We recently got invited to a birthday party, where everyone had to bring ‘art’ appetizers or desserts. We decided to make Lavash, it’s a recipe we make regularly, it tastes great, and the catered food at the event was middle eastern, so it was perfect. We thought a huge cracker could serve as a perfect canvas for art.
We love to make lavash crackers, they are fun, fairly easy, and you can use them for appetizers like this one. This is very simply just two of our own crackers with a falafel, homemade pesto, and sprinkled with smoked paprika. We had this around midnight while watching the episode of Lost where Locke stops the islands time-switches. It was an on-the-spur of the moment little snack we just improvised with what was available, but it turned our really good.

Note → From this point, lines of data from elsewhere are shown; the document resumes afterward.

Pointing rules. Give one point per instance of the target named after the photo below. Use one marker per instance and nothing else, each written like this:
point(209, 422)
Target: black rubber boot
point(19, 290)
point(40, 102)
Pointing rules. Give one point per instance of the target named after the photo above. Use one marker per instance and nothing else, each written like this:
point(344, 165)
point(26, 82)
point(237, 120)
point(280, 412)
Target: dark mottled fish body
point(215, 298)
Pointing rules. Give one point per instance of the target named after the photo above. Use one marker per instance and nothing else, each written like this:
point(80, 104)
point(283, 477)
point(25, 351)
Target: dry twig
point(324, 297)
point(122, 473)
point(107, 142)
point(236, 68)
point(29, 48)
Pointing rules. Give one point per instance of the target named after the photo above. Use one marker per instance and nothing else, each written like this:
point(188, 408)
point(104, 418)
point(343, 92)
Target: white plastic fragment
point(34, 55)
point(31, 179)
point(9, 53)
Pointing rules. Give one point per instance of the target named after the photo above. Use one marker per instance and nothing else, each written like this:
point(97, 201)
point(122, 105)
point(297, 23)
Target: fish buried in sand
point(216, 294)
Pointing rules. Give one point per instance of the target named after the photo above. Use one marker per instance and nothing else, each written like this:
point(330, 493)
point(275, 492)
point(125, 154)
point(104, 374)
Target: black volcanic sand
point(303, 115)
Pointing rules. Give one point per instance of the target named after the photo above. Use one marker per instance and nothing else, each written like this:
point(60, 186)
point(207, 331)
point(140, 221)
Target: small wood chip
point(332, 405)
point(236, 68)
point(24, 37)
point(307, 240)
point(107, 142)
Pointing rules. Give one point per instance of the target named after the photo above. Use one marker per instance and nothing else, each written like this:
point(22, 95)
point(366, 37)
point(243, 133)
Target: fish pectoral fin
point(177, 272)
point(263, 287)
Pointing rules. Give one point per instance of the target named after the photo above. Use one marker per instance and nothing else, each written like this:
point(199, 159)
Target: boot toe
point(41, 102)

In fact, we’re now considering if these may be worth serving at our wedding reception in April (Yeah, we’re getting married). Well done Locke, we salute you with falafel !
Sure, it looks inconspicuous, but this little thing will burn you up. Don’t make this unless you have a high tolerance for hot spices, or substitute the chili jam for something of a more moderate taste.
After making a fantastic tuna sandwich, we made a few variations of tuna appetizers the next day. This is one of them, and it’s great. When working with tuna, be very careful not to overpower the subtle taste. We added a very mild Saint Faron cheese as a spread almost, and topped it with a small amount of balsamic vinegar reduction. Notice how the vinegar brings out the texture of the tuna in the pictures. This is a bite of food heaven.
For Christmas 2007, Wendie bought me a torch – one of those you use in making desserts such as creme brulee. I had seen one on TV and I wanted it desperately. When I got it, I started manically torching everything, hoping to discover new uses and develop new dishes. As it turned out, most things don’t do well being torched. Roast beef… not so good. Vegetables…nope. Cornflakes… wouldn’t recommend it. The one thing that actually has its moments is cheese.
With the torch I can melt the surface of the cheese, and when biting into it you get a a feeling of warmth on your upper lip, while the rest of the bite is cold. Not entirely unpleasant. For a cheese sandwich, this requires a huge amount of torching action, due to the surface that needs to be melted, but for appetizers it works. After two years I still haven’t made creme brulee, but I’ve managed to construct this appetizer, which in my opinion is perfect for all those torches out there collecting dust. Enjoy.
After a week of large, fun, great sandwiches, we thought it was time to scale back to something simple. This is a cracker, with homemade yogurt cheese, and sliced red bell pepper. It doesn’t get much simpler when it comes to food than this, plus this is a great appetizer for parties or get-togethers’. If you are making the yogurt cheese yourself, then remember to start the day before.
When all you want is a quick snack, this is a tasty in-between meals treat. The yogurt cheese and the capers make a nice pairing for the smoked salmon, and that’s really all there is to it. Very easy to make if you are hosting a party, or have friends dropping by, as long as you have prepared the yogurt for the yogurt cheese the day before.
There are times when a full sandwich is too much, and no sandwich is too little. Thankfully, for those times there are appetizers such as this. To justify adding this to the blog, I call it a ‘cracker sandwich’ (For which I received a scowl from my fellow sandwich maker). Anyway, the Saint Faron is a cheese we got at Costco this weekend. It’s very mild (So make sure to enjoy it at room temperature), and brags being a ‘French Triple Crème Cow’s Milk Cheese’. At the risk of being labelled uneducated, what is ‘triple crème‘ exactly? I mean, does it come from three different cows? Can I have their names? Someone explain this to me.
Hungry for a snack, I found some cilantro lime shrimp from Costco in the fridge, along with a bit of smoked salmon. In about 1 minute I had created this little post-lunch cracker, which would also work great as an appetizer for a party. The cracker used here is a water cracker, but I think I would prefer something a little more rustic next time.
Don’t be intimidated by the length of this lavash cracker recipe, or the ingredient list. The process is a bit involved and definitely requires more time than a sandwich but the effort is well worth it. With a little attention, even novice bakers will be able to make this a staple in their pantries. Add the spices and seeds you like, and make it your own creation.